Les risques de transmission du VIH chez les femmes ayant des rapports sexuels avec des femmes

Brigitte Lhomond
Sociologue, CNRS, GS «Santé» (Lyon)




HIV seroprevalence and risk behaviors among lesbians and bisexuals women in San Francisco and Berkeley, California
Lemp G.F., Jones M., Kellog T.A., Nieri Giuliano N., Anderson L., Withum D., Katz M.
American Journal of Public Health, 1995, 85, 11, 1549-1552
Women at a sexually transmitted disease clinic who reported same-sex contact : their HIV seroprévalence and risk behaviors
Bevier P.J., Chiasson M.A., Hefferman R.T., Castro K.G.
American Journal of Public Health, 1995, 85, 10, 1366-1371

Le point central que soulèvent ces deux enquêtes épidémiologiques est que le risque d'infection par le VIH est minimisé pour les femmes qui ont des relations sexuelles avec des femmes. Cette minimisation est le fait tant des femmes concernées que des services de santé, en raison de l'extrême rareté de la transmission sexuelle entre femmes. En filigrane, d'autres comportements statistiquement plus fréquents que chez les hétérosexuelles.

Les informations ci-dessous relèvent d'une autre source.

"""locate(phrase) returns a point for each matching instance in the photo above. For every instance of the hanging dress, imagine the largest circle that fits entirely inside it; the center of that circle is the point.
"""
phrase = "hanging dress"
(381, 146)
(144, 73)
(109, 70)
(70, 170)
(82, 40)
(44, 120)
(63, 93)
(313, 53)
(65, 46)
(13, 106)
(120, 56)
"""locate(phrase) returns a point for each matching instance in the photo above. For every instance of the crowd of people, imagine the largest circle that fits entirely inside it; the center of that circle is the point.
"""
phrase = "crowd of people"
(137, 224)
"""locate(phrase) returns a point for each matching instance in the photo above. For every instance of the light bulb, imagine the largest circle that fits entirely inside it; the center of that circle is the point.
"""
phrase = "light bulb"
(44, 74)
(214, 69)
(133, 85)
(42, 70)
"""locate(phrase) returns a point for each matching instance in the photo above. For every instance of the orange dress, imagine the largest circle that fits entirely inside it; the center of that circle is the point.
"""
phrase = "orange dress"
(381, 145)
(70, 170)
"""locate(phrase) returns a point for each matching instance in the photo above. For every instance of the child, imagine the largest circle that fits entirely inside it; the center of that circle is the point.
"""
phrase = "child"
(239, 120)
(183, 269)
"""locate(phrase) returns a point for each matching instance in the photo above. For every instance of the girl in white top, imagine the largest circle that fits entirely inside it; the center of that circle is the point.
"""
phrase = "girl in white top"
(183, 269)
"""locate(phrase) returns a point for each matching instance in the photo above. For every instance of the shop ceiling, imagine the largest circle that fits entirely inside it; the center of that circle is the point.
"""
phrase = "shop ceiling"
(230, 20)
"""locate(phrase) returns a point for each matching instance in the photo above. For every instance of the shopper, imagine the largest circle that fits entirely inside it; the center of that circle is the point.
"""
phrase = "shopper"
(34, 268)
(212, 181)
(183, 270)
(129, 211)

Le risque de transmission du VIH lors de rapports sexuels entre femmes est considéré comme extrêmement faible dans l'ensemble de la littérature scientifique sur le sujet (deux cas ont été décrits depuis le début de l'épidémie). De nouvelles études concernant à la fois ce risque de transmission et la séroprévalence chez les lesbiennes et les bisexuelles aux Etats-Unis renforcent cette analyse tout en mettant en lumière d'autres facteurs de risque.

Il est important de rappeler que la transmission sexuelle du VIH entre femmes d'une part, et le fait que des lesbiennes soient contaminées par le virus, d'autre part, sont deux choses très différentes qui sont souvent confondues lors des discussions sur ce sujet. Une analyse de la construction des catégories épidémiologiques et du discours sur le sida n'est cependant pas l'objet de cette note. Sur ces questions, on pourra lire les articles de Jenny Kitzinger et Diane Richardson parus dans «Aids, setting a feminist agenda» (1), ainsi que le texte de la conférence que Diane Richardson a exposé lors du cycle du GREH «Jalons pour une approche des sexualités à l'époque du sida» (2).

Le nombre de cas de sida enregistrés aux Etats-Unis chez les lesbiennes a été estimé à 2% de l'ensemble des cas déclarés chez les femmes (3). Dans la quasi totalité des cas, la contamination par le VIH est attribuée à l'injection de drogues ou, plus rarement, à la transfusion sanguine.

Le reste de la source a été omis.